We must consider the reaction quotient, Q.
\[Q = \dfrac{[\mathrm{ZnCl_2}][\mathrm{H_2}]}{[\mathrm{HCl}]^2}\]
Upon the addition of HCl, the denominator in the expression increases, therefore, Q < K. The reaction will proceed right (consume reactants and produce products) to reach equilibrium.
Let us now add some product to this reaction that is at equilibrium. Perhaps we add a bit of ZnCl2. We notice that the numerator in the reaction quotient is now larger and Q > K. The reaction will therefore proceed left (consume products and produce reactants) to reach equilibrium once again.
Practice
Predict the direction of the given reaction (currently at equilibrium) for each of the following scenarios:
\[\mathrm{Zn}(s) +2\mathrm{HCl}(aq) \rightleftharpoons \mathrm{ZnCl_2}(aq) + \mathrm{H_2}(aq)\]
- Add some HCl
- Add some Zn
- Remove some HCl
- Remove some Zn
- Add some ZnCl2
- Add some H2
- Remove some ZnCl2
- Remove some H2
Solution
\[\mathrm{Zn}(s) +2\mathrm{HCl}(aq) \rightleftharpoons \mathrm{ZnCl_2}(aq) + \mathrm{H_2}(aq)\]
- Add some HCl - right
- Add some Zn - no shift
- Remove some HCl - left
- Remove some Zn - no shift
- Add some ZnCl2 - left
- Add some H2 - left
- Remove some ZnCl2 - right
- Remove some H2 - right
6.6.2 Changing Temperature
Exothermic Reaction
Consider the following reaction at equilibrium.
\[\mathrm{SO_2}(g) + \dfrac{1}{2}\mathrm{O_2}(g) \rightleftharpoons \mathrm{SO_3}(g) \qquad \Delta H = -98.9~\mathrm{kJ~mol^{-1}}\]
The reaction is exothermic (ΔH < 0) meaning heat is generated (i.e. is a product of the reaction). If we treat heat (Δ) as a product of reaction, the reaction could be written as
\[\mathrm{SO_2}(g) + \dfrac{1}{2}\mathrm{O_2}(g) \rightleftharpoons \mathrm{SO_3}(g) + \Delta\] Now we apply the same principles as we did with changing concentrations!
If the temperature of the reaction mixture was raised (i.e. heat is added), the reaction will shift left to consume the heat and reach equilibrium.
If the temperature of the reaction mixture was lowered (i.e. heat is removed), the reaction will shift right to produce heat and reach equilibrium.
Endothermic Reaction
Consider the following endothermic reaction at equilibrium.

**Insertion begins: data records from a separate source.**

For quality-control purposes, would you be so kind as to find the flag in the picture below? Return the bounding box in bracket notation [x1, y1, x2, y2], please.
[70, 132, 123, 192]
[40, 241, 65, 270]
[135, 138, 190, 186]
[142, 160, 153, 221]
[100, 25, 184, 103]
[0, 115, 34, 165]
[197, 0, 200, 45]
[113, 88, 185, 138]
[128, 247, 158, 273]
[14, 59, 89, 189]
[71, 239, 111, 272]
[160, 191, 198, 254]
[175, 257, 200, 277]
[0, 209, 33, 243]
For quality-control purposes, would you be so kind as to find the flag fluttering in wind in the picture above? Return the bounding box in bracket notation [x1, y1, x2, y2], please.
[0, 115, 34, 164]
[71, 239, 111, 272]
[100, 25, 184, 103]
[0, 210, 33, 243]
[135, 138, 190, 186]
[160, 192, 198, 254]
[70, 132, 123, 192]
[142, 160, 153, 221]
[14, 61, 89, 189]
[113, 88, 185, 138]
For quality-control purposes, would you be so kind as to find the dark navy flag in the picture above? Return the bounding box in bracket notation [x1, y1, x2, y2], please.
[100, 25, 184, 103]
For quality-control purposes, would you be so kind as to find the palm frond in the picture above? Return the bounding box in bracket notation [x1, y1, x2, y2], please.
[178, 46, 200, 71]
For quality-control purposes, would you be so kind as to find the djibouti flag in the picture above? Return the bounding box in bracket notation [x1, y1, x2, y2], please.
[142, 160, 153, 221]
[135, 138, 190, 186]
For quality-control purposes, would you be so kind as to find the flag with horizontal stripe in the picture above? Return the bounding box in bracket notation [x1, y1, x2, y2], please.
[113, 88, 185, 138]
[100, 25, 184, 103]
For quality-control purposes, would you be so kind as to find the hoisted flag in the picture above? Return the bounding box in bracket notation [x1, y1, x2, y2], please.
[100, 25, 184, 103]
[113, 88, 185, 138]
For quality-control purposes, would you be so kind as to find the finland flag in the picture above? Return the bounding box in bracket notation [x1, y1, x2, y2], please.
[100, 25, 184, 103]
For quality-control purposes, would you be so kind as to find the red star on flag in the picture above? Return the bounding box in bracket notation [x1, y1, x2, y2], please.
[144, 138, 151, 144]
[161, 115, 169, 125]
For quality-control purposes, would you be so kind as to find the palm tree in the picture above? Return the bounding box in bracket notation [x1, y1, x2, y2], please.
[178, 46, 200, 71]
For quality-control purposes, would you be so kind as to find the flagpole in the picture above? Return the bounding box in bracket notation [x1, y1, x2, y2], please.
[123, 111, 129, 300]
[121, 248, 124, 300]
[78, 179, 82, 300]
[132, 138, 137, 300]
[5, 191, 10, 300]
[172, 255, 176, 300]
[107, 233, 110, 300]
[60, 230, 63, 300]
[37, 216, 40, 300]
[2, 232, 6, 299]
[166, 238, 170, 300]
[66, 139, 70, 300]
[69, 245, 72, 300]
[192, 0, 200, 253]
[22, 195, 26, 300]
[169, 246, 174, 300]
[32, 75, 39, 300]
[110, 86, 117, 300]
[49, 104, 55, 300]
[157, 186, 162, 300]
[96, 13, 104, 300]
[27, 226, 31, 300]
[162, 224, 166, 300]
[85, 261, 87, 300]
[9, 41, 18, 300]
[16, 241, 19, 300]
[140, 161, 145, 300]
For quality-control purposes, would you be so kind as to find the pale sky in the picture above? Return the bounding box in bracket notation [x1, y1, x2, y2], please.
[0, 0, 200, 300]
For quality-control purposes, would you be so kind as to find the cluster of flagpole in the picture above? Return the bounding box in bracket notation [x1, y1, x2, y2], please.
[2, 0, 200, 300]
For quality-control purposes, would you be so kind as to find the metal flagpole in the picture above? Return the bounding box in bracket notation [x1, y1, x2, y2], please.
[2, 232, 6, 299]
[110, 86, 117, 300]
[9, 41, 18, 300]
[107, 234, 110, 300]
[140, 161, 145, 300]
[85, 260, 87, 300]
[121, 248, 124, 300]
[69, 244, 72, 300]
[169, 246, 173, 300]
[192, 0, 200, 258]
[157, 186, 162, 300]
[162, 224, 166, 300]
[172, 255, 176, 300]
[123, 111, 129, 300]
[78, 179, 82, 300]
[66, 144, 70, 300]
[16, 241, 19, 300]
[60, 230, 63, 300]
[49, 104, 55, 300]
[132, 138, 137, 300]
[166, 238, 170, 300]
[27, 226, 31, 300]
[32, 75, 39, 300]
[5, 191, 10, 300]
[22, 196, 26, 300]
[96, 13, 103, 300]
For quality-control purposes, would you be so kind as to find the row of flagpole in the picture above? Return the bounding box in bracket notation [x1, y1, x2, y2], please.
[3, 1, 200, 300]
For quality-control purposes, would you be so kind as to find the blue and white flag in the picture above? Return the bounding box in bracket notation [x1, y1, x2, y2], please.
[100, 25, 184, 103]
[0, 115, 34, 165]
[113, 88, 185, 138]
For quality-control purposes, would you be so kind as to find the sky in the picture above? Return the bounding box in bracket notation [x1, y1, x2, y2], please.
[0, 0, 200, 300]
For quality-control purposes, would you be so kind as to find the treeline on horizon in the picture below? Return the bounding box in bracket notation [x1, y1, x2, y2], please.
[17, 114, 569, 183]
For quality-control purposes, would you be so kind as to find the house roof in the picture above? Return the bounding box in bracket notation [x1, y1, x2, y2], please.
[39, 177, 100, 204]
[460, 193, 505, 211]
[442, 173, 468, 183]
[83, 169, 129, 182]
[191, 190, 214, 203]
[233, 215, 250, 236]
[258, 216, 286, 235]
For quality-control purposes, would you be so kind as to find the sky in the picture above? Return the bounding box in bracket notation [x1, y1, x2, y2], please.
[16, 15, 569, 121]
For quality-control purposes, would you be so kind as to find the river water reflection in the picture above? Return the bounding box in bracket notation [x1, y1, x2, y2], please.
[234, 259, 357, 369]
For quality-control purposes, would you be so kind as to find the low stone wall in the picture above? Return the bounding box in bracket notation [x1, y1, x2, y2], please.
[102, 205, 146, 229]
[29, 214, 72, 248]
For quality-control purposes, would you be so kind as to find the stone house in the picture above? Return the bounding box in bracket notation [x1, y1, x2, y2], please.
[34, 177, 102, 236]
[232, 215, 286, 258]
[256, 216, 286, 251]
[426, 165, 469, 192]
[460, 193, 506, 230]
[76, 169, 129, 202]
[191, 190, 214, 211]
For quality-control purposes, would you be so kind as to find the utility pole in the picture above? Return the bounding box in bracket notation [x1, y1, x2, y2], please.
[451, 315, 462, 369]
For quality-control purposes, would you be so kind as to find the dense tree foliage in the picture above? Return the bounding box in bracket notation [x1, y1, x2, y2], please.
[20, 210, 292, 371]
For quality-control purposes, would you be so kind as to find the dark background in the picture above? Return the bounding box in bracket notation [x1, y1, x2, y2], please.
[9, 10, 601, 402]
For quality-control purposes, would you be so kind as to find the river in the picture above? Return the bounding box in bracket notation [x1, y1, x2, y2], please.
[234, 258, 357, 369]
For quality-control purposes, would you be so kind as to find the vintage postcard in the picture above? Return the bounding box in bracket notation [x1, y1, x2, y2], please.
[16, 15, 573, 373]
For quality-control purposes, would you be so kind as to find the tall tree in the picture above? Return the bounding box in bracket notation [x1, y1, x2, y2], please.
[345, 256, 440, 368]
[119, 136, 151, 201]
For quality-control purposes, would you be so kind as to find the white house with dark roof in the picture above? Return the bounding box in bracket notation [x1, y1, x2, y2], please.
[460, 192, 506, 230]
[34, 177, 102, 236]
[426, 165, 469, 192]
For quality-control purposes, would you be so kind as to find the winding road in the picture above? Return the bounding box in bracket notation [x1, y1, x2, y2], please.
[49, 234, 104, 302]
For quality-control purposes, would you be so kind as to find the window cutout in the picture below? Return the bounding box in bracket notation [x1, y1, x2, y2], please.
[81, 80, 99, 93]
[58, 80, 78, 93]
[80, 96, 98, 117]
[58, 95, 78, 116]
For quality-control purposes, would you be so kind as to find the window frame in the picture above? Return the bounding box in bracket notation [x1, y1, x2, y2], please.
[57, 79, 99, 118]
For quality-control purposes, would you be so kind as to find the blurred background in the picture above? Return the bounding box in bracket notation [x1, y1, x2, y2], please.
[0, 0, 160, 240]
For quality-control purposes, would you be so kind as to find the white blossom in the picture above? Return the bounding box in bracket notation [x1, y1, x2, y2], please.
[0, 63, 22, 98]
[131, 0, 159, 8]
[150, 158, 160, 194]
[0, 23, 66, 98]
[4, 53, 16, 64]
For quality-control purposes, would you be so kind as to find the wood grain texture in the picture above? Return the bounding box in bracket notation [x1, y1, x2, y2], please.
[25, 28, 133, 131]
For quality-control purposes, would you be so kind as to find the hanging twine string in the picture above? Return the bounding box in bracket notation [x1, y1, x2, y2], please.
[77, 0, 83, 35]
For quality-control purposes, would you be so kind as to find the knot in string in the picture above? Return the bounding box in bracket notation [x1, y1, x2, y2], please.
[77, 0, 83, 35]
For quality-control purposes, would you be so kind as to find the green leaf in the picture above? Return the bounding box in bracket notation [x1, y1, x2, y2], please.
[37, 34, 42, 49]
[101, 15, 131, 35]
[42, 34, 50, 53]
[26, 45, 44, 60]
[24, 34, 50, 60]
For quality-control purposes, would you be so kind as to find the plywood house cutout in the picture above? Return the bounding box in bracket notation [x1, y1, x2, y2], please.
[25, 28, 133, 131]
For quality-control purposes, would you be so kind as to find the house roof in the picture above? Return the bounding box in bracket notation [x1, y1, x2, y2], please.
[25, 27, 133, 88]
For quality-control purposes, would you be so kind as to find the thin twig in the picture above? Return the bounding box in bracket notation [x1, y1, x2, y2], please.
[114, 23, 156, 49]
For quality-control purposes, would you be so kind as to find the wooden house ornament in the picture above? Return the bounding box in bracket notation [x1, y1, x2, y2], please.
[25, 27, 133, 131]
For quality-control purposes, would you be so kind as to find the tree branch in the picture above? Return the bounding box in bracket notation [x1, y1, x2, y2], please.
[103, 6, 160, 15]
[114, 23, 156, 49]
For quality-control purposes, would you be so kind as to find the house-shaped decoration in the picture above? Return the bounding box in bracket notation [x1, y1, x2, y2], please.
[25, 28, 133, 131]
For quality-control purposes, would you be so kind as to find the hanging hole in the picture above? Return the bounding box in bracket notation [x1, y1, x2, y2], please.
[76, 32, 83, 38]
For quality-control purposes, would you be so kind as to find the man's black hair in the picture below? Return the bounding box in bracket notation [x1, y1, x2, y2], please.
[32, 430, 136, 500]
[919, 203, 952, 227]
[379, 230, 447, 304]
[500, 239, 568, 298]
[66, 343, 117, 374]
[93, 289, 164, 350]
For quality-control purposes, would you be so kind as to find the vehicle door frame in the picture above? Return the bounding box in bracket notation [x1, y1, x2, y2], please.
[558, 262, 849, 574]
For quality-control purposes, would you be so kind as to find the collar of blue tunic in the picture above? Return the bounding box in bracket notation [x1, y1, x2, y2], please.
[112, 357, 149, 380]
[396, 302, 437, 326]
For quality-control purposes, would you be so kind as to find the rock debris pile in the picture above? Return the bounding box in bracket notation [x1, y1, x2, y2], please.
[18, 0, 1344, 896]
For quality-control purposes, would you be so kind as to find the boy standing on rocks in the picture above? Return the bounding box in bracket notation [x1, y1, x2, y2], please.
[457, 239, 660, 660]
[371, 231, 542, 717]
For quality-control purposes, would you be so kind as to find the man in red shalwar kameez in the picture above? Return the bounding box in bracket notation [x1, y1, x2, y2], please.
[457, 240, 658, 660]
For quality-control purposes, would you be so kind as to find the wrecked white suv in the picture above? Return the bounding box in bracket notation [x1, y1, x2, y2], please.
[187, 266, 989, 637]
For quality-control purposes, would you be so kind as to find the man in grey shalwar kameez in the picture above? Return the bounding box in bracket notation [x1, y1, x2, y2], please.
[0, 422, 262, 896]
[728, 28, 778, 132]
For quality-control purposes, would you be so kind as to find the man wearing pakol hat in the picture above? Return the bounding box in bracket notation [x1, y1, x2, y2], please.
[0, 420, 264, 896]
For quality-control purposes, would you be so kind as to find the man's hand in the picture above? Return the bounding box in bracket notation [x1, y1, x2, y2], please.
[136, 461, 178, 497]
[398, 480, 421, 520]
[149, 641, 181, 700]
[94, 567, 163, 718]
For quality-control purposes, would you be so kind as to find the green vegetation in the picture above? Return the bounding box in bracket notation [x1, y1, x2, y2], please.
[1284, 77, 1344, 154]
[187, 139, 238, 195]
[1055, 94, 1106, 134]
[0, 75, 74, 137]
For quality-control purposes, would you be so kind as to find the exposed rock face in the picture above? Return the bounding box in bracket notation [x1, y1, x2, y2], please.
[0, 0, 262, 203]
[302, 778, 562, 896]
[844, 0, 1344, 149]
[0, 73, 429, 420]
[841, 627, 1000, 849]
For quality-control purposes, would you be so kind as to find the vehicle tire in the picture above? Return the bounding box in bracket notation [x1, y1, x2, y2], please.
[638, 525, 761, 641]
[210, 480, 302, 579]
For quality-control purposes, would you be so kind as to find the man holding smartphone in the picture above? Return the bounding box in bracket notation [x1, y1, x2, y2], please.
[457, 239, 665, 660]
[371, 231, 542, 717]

\[\mathrm{H_2O}(g) \rightleftharpoons \mathrm{H_2}(g) + \dfrac{1}{2}\mathrm{O_2}(g) \qquad \Delta H = 248.1~\mathrm{kJ~mol^{-1}}\]
We can write the reaction as follows (indicating heat, Δ, as a reactant)
\[\Delta + \mathrm{H_2O}(g) \rightleftharpoons \mathrm{H_2}(g) + \dfrac{1}{2}\mathrm{O_2}(g)\]
If the temperature was raised, the reaction will proceed to the right. If the temperature was lowered, the reaction will proceed to the left.
6.6.3 Changing Volume/Pressure
Recall from the ideal gas law that pressure and volume are inversely proportional.
Consider the following gaseous reaction at equilibrium
\[4\mathrm{NH}_{3}(g) + 7\mathrm{O}_{2}(g) \rightleftharpoons 4\mathrm{NO}_{2}(g)+6 \mathrm{H}_{2} \mathrm{O}(g)\]
If the pressure of the reaction mixture was increased (perhaps by reducing the volume of the vessel that the gas was contained in), which way will the reaction proceed to reach equilibrium?
What exhibits more pressure in a unit volume, a gas containing 11 moles of particles or a gas containing 10 moles of particles? Clearly it is the gas containing the larger number of particles!
Applying that concept here leads us to conclude that the reaction will proceed right since there are only 10 moles of gaseous products for the reaction vs. the 11 moles of gaseous reactants!
Decreasing the pressure (increasing the volume) of the reaction will cause the reaction to shift to the left!